Cet élan doit devenir le nôtre. L’évêque que je suis n’est pas un gardien de musée. Je suis bien humblement un successeur des apôtres dont la mission première est l’annonce de l’Évangile. En ce saint jour de Pâques où nous célébrons le cœur de notre foi, il me revient de vous aider à vous réveiller, à vous remettre debout, à ressusciter, et à vous lancer dans la Mission. Reconnaissons-le : nous sommes souvent, parfois, des chrétiens fatigués, un peu raplapla, ralentis. On dirait même parfois que nous n’y croyons pas beaucoup.  Nous restons installés dans la routine, les habitudes. Nous faisons vivre des paroisses de plus en plus exangues. D’aucuns, parfois même dans le clergé, semblent résignés. A quoi bon se défoncer ! Nous observons le déclin de l’Église catholique en Occident : vocations, enfants catéchisés, nombre de baptêmes d’enfants, de mariages, d’obsèques religieuses. Et pourtant quelques jeunes, comme Jean, courent plus vite que nous et nous invitent à renaître, à nous laisser revigorer. J’en veux pour preuve le groupe de 40 à 50 jeunes que j’accompagnerai avec joie à Lisbonne aux JMJ.  

Oui, frères et sœurs, « si le Christ n’est pas ressuscité, alors notre foi est vaine, elle ne sert à rien », nous dit saint Paul. Mais « Celui qu’ils ont supprimé en le suspendant au bois du supplice, Dieu l’a ressuscité le troisième jour. Il lui a donné de se manifester, non pas à tout le peuple, mais à des témoins que Dieu avait choisis d’avance, à nous qui avons mangé et bu avec lui après sa résurrection d’entre les morts. » nous dit saint Pierre. Alors, avec Marie-Madeleine, avec Simon-Pierre, avec Jean le disciple que Jésus aimait, avec les disciples d’Emmaüs, allons-y avec empressement. Le monde ne nous attend pas mais nos contemporains ont soif de la Bonne Nouvelle, je le crois. Vous le savez, j’essaie d’être un « prophète de l’espérance ». Saint Jean-Paul II définissait ainsi le ministère de l’évêque. Et dans le projet missionnaire diocésain, j’ai mis l’expression au pluriel. Nous sommes tous appelés à être ensemble des « prophètes de l’espérance ». Mardi lors de la messe chrismale, je posais cette question pour rappeler la demande du Pape de nous engager dans la conversion pastorale et missionnaire : « Église de Châlons, où en es-tu ? Église de Châlons, qu’as-tu accepté de changer ? Église de Châlons, es-tu « en attitude de sortie » ou restes-tu cantonnée dans l’entre-soi et l’auto-préservation ? ». On pourrait rajouter en interrogeant chacun : es-tu assis ou debout ? à l’arrêt ou en mouvement ? endormi ou réveillé ? Crois-tu aux réalités du Ciel ou seulement à celles de la terre ? Crois-tu que Jésus est ressuscité ? Crois-tu que le Seigneur, par la force de son Esprit, nous rend vainqueur de nos épreuves ? Quel est ton engagement concret pour annoncer l’Évangile par la parole ou par les actes ? Veux-tu bien te lever ? Acceptes-tu de bouger ? 
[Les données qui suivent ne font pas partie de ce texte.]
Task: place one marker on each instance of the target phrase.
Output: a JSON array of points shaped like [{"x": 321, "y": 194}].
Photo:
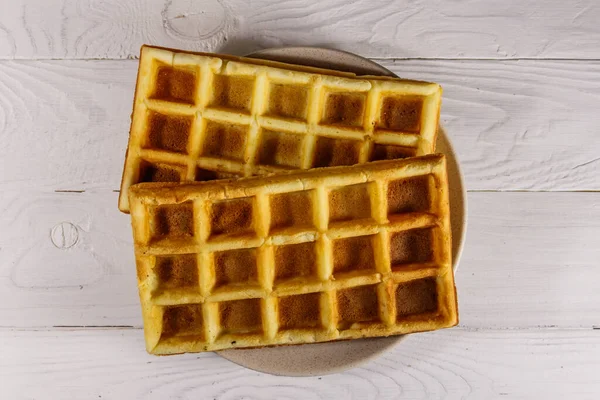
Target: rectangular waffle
[
  {"x": 307, "y": 256},
  {"x": 200, "y": 117}
]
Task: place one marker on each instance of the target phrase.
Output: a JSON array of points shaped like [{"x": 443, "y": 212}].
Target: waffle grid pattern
[
  {"x": 348, "y": 262},
  {"x": 200, "y": 117}
]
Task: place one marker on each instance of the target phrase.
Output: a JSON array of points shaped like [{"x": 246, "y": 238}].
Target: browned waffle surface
[
  {"x": 307, "y": 256},
  {"x": 200, "y": 117}
]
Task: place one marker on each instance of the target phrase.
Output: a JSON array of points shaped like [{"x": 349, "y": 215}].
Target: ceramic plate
[{"x": 327, "y": 358}]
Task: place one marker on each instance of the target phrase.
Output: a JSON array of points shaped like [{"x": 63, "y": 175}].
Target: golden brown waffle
[
  {"x": 308, "y": 256},
  {"x": 200, "y": 117}
]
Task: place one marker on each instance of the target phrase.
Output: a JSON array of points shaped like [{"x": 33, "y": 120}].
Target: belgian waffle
[
  {"x": 307, "y": 256},
  {"x": 200, "y": 117}
]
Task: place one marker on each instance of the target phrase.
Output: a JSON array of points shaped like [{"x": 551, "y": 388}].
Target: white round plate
[{"x": 327, "y": 358}]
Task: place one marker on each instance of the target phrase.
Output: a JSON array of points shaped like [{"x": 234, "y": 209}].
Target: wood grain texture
[
  {"x": 517, "y": 125},
  {"x": 448, "y": 364},
  {"x": 386, "y": 28},
  {"x": 531, "y": 260}
]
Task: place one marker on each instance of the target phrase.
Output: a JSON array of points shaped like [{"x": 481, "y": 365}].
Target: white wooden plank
[
  {"x": 517, "y": 125},
  {"x": 384, "y": 28},
  {"x": 531, "y": 260},
  {"x": 450, "y": 364}
]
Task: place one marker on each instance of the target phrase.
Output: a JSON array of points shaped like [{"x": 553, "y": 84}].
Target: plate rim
[{"x": 295, "y": 53}]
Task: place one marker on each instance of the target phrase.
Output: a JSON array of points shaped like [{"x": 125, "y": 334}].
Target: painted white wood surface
[
  {"x": 531, "y": 260},
  {"x": 450, "y": 364},
  {"x": 528, "y": 281},
  {"x": 373, "y": 28},
  {"x": 516, "y": 125}
]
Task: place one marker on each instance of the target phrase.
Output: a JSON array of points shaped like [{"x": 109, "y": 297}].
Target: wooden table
[{"x": 521, "y": 104}]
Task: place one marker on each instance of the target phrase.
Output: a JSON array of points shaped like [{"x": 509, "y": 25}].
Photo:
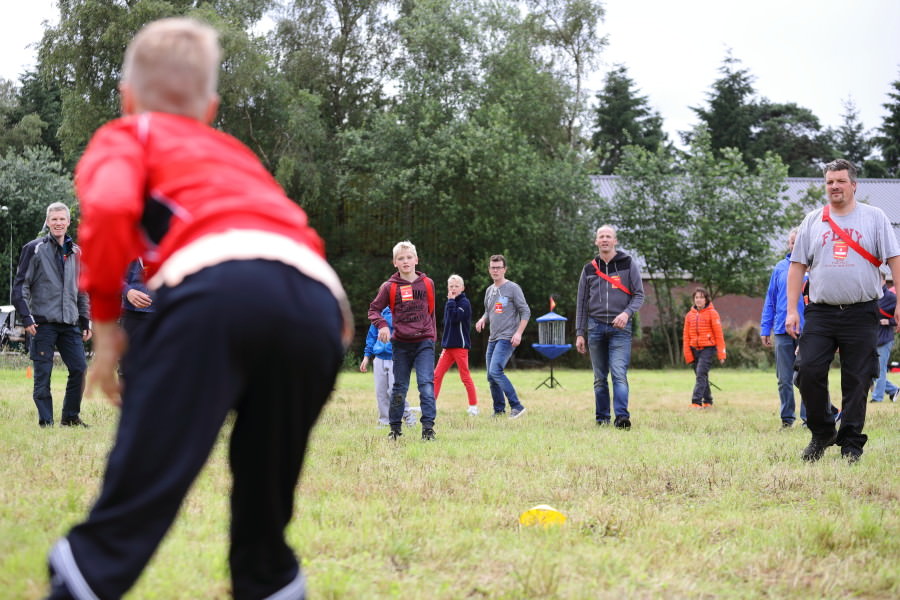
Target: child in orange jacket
[{"x": 703, "y": 339}]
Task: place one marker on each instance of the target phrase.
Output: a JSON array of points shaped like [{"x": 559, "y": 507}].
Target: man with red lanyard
[
  {"x": 609, "y": 292},
  {"x": 843, "y": 244}
]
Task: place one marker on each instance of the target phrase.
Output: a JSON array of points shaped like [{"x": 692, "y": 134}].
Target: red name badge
[{"x": 840, "y": 250}]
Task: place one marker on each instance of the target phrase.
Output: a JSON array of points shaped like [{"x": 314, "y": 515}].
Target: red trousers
[{"x": 460, "y": 356}]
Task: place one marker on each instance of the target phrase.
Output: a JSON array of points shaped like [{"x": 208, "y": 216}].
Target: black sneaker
[
  {"x": 816, "y": 448},
  {"x": 851, "y": 455}
]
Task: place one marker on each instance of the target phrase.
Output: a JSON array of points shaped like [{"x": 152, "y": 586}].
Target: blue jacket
[
  {"x": 887, "y": 303},
  {"x": 775, "y": 303},
  {"x": 382, "y": 350},
  {"x": 457, "y": 322}
]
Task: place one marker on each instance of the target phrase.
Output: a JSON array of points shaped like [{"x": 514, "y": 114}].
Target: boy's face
[{"x": 406, "y": 262}]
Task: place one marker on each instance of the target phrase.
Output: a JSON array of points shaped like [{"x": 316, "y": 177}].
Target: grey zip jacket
[
  {"x": 599, "y": 299},
  {"x": 46, "y": 285}
]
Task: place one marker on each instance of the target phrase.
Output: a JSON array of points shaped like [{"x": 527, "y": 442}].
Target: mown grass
[{"x": 715, "y": 504}]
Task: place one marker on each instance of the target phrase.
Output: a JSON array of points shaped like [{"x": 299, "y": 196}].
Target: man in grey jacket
[
  {"x": 54, "y": 313},
  {"x": 610, "y": 291}
]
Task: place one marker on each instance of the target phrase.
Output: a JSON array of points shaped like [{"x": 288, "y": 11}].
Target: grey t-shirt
[
  {"x": 838, "y": 274},
  {"x": 505, "y": 307}
]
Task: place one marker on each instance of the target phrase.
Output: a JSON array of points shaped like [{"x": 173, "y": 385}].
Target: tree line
[{"x": 463, "y": 126}]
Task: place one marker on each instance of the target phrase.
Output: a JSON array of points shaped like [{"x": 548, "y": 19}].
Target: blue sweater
[
  {"x": 775, "y": 303},
  {"x": 457, "y": 322}
]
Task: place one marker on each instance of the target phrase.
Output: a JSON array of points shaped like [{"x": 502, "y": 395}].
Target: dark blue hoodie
[{"x": 457, "y": 322}]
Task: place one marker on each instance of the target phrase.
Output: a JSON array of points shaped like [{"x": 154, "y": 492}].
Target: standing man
[
  {"x": 843, "y": 244},
  {"x": 507, "y": 313},
  {"x": 610, "y": 291},
  {"x": 772, "y": 322},
  {"x": 55, "y": 313}
]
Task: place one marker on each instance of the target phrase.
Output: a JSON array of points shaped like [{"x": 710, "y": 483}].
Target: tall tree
[
  {"x": 713, "y": 219},
  {"x": 888, "y": 138},
  {"x": 622, "y": 117}
]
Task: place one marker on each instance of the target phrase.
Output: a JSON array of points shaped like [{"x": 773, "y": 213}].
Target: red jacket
[
  {"x": 152, "y": 183},
  {"x": 703, "y": 328},
  {"x": 413, "y": 312}
]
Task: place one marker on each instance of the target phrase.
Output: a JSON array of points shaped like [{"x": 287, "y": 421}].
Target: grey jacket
[{"x": 46, "y": 285}]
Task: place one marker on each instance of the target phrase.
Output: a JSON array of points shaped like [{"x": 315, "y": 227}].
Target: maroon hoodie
[{"x": 413, "y": 313}]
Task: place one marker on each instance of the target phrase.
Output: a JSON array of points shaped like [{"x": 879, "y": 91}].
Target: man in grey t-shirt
[
  {"x": 843, "y": 245},
  {"x": 507, "y": 312}
]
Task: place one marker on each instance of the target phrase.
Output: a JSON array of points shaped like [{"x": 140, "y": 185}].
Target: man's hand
[
  {"x": 620, "y": 321},
  {"x": 138, "y": 298},
  {"x": 109, "y": 344},
  {"x": 579, "y": 344},
  {"x": 792, "y": 323}
]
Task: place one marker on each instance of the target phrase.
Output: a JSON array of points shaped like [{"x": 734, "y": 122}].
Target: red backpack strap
[
  {"x": 392, "y": 296},
  {"x": 826, "y": 216},
  {"x": 613, "y": 282}
]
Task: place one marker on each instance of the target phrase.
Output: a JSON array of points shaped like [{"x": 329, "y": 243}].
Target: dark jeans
[
  {"x": 703, "y": 360},
  {"x": 853, "y": 330},
  {"x": 201, "y": 360},
  {"x": 66, "y": 339},
  {"x": 409, "y": 356}
]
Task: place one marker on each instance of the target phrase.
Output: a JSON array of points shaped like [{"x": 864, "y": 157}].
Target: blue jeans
[
  {"x": 785, "y": 353},
  {"x": 496, "y": 357},
  {"x": 66, "y": 339},
  {"x": 409, "y": 355},
  {"x": 610, "y": 353},
  {"x": 882, "y": 384}
]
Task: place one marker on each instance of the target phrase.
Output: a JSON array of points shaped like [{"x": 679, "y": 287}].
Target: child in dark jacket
[{"x": 456, "y": 341}]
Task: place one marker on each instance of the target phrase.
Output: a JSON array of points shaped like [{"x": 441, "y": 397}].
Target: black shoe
[
  {"x": 622, "y": 423},
  {"x": 816, "y": 448},
  {"x": 851, "y": 455}
]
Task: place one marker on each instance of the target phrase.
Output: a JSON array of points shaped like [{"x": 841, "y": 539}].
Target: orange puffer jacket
[{"x": 702, "y": 328}]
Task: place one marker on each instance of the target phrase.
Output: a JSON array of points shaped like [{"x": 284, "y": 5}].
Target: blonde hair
[
  {"x": 172, "y": 66},
  {"x": 405, "y": 245}
]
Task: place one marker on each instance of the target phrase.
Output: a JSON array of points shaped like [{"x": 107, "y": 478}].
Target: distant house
[{"x": 737, "y": 311}]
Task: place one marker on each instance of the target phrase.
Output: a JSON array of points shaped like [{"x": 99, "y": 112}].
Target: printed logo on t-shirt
[{"x": 840, "y": 250}]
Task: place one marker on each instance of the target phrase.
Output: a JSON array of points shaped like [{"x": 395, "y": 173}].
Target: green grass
[{"x": 706, "y": 504}]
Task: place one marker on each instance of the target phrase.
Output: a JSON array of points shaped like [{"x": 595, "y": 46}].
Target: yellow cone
[{"x": 542, "y": 514}]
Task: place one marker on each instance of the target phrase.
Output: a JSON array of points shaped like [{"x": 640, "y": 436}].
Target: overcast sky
[{"x": 817, "y": 53}]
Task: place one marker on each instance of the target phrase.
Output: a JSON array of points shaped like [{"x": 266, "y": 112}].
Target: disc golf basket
[{"x": 551, "y": 342}]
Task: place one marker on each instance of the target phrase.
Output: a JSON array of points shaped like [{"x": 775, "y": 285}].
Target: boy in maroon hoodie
[{"x": 410, "y": 295}]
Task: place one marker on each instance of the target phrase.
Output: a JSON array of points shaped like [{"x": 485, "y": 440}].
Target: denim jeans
[
  {"x": 610, "y": 353},
  {"x": 882, "y": 384},
  {"x": 66, "y": 339},
  {"x": 409, "y": 356},
  {"x": 785, "y": 352},
  {"x": 496, "y": 357}
]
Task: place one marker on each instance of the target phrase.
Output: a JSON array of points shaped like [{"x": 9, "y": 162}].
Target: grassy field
[{"x": 688, "y": 504}]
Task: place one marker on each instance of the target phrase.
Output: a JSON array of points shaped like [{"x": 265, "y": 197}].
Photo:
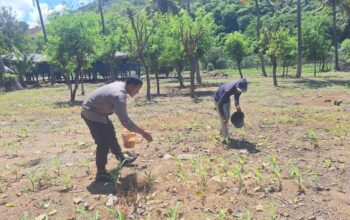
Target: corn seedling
[
  {"x": 247, "y": 215},
  {"x": 342, "y": 168},
  {"x": 67, "y": 181},
  {"x": 294, "y": 172},
  {"x": 58, "y": 165},
  {"x": 150, "y": 179},
  {"x": 241, "y": 133},
  {"x": 341, "y": 132},
  {"x": 181, "y": 174},
  {"x": 259, "y": 178},
  {"x": 33, "y": 180},
  {"x": 222, "y": 214},
  {"x": 171, "y": 213},
  {"x": 237, "y": 173},
  {"x": 203, "y": 174},
  {"x": 115, "y": 213},
  {"x": 14, "y": 169},
  {"x": 272, "y": 212},
  {"x": 313, "y": 137},
  {"x": 241, "y": 162},
  {"x": 327, "y": 163},
  {"x": 85, "y": 163},
  {"x": 276, "y": 170},
  {"x": 313, "y": 177},
  {"x": 45, "y": 175},
  {"x": 87, "y": 215},
  {"x": 219, "y": 172}
]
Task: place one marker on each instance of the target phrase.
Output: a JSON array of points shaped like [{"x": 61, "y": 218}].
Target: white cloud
[{"x": 26, "y": 11}]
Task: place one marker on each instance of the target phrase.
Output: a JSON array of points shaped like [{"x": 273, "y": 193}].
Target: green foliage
[
  {"x": 12, "y": 31},
  {"x": 236, "y": 46},
  {"x": 345, "y": 50}
]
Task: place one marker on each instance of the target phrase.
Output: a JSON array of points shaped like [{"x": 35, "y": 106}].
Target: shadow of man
[{"x": 242, "y": 145}]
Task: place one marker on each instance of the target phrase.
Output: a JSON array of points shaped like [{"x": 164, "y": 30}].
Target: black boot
[{"x": 103, "y": 176}]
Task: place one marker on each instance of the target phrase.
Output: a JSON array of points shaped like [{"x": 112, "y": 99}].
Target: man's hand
[{"x": 147, "y": 136}]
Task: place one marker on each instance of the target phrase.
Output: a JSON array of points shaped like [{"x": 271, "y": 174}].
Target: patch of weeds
[
  {"x": 341, "y": 132},
  {"x": 115, "y": 213},
  {"x": 83, "y": 145},
  {"x": 84, "y": 214}
]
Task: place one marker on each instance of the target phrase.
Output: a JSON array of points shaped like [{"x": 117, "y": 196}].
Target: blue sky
[{"x": 25, "y": 11}]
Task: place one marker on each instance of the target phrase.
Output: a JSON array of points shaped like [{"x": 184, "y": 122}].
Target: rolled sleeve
[{"x": 119, "y": 103}]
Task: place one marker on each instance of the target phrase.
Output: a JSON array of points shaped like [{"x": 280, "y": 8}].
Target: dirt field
[{"x": 291, "y": 160}]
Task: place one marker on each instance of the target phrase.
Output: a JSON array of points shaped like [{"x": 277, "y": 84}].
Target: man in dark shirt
[
  {"x": 223, "y": 102},
  {"x": 96, "y": 108}
]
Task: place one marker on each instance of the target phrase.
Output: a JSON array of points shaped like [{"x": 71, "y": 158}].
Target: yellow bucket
[{"x": 129, "y": 140}]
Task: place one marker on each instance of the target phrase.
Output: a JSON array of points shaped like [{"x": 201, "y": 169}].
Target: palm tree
[
  {"x": 299, "y": 59},
  {"x": 102, "y": 18},
  {"x": 258, "y": 26},
  {"x": 37, "y": 4}
]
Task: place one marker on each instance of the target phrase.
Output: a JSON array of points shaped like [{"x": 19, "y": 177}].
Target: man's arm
[
  {"x": 236, "y": 97},
  {"x": 120, "y": 106},
  {"x": 221, "y": 103}
]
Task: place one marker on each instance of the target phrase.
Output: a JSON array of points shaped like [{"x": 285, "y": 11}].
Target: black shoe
[
  {"x": 103, "y": 176},
  {"x": 128, "y": 159}
]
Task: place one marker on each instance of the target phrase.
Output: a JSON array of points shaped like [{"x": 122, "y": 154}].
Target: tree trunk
[
  {"x": 198, "y": 73},
  {"x": 239, "y": 69},
  {"x": 335, "y": 35},
  {"x": 178, "y": 67},
  {"x": 274, "y": 69},
  {"x": 102, "y": 18},
  {"x": 148, "y": 82},
  {"x": 300, "y": 52},
  {"x": 82, "y": 84},
  {"x": 315, "y": 65},
  {"x": 188, "y": 6},
  {"x": 193, "y": 71},
  {"x": 157, "y": 79},
  {"x": 258, "y": 26}
]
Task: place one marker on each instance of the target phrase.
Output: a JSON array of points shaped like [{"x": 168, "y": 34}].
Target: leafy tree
[
  {"x": 142, "y": 27},
  {"x": 237, "y": 48},
  {"x": 193, "y": 34},
  {"x": 345, "y": 50},
  {"x": 72, "y": 41},
  {"x": 273, "y": 44}
]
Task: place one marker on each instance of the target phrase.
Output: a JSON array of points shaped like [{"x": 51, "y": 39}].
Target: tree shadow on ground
[
  {"x": 104, "y": 188},
  {"x": 317, "y": 84},
  {"x": 242, "y": 145},
  {"x": 68, "y": 104}
]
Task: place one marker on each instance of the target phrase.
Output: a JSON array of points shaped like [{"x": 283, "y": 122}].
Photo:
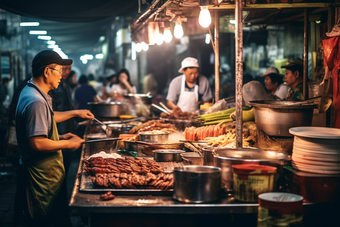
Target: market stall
[{"x": 133, "y": 181}]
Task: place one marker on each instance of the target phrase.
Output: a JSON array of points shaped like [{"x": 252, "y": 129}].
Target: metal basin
[
  {"x": 167, "y": 155},
  {"x": 154, "y": 137},
  {"x": 225, "y": 158},
  {"x": 196, "y": 184},
  {"x": 275, "y": 118},
  {"x": 108, "y": 109}
]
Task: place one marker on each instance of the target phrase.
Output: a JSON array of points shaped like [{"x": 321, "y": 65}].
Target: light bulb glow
[
  {"x": 159, "y": 39},
  {"x": 145, "y": 46},
  {"x": 178, "y": 31},
  {"x": 138, "y": 47},
  {"x": 207, "y": 38},
  {"x": 167, "y": 35},
  {"x": 204, "y": 18}
]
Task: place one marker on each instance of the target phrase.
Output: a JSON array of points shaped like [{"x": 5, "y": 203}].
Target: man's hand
[
  {"x": 74, "y": 141},
  {"x": 66, "y": 136},
  {"x": 85, "y": 114}
]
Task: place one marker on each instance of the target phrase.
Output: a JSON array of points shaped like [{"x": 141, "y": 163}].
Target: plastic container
[
  {"x": 251, "y": 180},
  {"x": 280, "y": 209}
]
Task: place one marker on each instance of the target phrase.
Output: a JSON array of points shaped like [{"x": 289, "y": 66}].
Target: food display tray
[{"x": 87, "y": 186}]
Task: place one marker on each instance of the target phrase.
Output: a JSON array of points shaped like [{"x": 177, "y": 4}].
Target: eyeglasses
[{"x": 59, "y": 71}]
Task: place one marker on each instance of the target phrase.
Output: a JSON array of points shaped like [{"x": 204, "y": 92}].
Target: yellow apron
[{"x": 45, "y": 177}]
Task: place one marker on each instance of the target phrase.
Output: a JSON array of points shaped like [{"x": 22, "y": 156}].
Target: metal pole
[
  {"x": 217, "y": 57},
  {"x": 305, "y": 54},
  {"x": 238, "y": 71}
]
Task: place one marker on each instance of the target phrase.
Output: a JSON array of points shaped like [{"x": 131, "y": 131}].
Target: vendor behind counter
[{"x": 189, "y": 89}]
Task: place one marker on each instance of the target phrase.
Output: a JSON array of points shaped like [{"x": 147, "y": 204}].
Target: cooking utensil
[
  {"x": 197, "y": 184},
  {"x": 108, "y": 109},
  {"x": 108, "y": 145},
  {"x": 160, "y": 108},
  {"x": 167, "y": 155},
  {"x": 151, "y": 145},
  {"x": 275, "y": 118},
  {"x": 106, "y": 128},
  {"x": 225, "y": 158},
  {"x": 144, "y": 149},
  {"x": 192, "y": 158},
  {"x": 166, "y": 108},
  {"x": 130, "y": 146},
  {"x": 154, "y": 137}
]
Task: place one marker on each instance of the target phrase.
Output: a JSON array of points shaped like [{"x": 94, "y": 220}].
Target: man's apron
[
  {"x": 45, "y": 176},
  {"x": 188, "y": 100}
]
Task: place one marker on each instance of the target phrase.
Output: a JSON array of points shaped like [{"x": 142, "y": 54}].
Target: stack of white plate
[{"x": 316, "y": 149}]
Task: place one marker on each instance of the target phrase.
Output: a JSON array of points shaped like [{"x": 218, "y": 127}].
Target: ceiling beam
[{"x": 275, "y": 6}]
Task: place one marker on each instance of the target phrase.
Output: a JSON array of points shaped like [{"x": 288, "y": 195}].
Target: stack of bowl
[{"x": 316, "y": 149}]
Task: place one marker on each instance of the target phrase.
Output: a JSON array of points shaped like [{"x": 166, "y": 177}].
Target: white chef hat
[{"x": 187, "y": 63}]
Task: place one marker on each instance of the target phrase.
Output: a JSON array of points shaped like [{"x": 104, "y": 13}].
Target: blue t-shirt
[
  {"x": 33, "y": 117},
  {"x": 84, "y": 94}
]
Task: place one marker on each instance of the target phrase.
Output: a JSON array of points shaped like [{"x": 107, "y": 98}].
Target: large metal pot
[
  {"x": 225, "y": 158},
  {"x": 108, "y": 109},
  {"x": 197, "y": 184},
  {"x": 154, "y": 137},
  {"x": 275, "y": 118},
  {"x": 167, "y": 155},
  {"x": 141, "y": 103}
]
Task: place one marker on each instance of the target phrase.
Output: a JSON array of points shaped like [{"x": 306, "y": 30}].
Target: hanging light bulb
[
  {"x": 145, "y": 46},
  {"x": 159, "y": 39},
  {"x": 138, "y": 47},
  {"x": 207, "y": 38},
  {"x": 204, "y": 18},
  {"x": 167, "y": 35},
  {"x": 178, "y": 31}
]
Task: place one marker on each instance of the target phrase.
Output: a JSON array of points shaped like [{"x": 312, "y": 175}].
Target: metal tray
[{"x": 87, "y": 186}]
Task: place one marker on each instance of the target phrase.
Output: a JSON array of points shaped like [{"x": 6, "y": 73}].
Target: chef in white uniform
[{"x": 189, "y": 89}]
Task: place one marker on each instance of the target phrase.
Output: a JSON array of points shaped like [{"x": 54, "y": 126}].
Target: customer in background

La dynamique des femmes de Jérusalem, « apôtres des apôtres », et celle des disciples de Jésus nous provoque aujourd’hui. Un réveil est nécessaire et urgent. Ne nous laissons pas bercer par les sirènes du temps qui nous endorment et nous empêchent de réagir. Il faudrait maintenant déboulonner les statues religieuses, la laïcité servant de prétexte pour déchristianiser notre société, et le législateur prépare la légalisation de l’euthanasie ! Regardons autour de nous et entendons les appels : les tensions sociales nous invitent au dialogue et à une vraie solidarité. Les conflits et les guerres nous demandent un véritable effort pour construire la paix là où nous sommes, avec nos voisins immédiats. Les pressions mortifères sur l’opinion et les atteintes à la dignité de la personne humaine exigent que nous nous levions pour dire un grand « Oui à la vie ». La sécularisation nous pousse à témoigner. La sécheresse spirituelle nous fait voir la nécessité vitale de l’Eucharistie. L’indifférence nous entraine à affirmer notre foi.  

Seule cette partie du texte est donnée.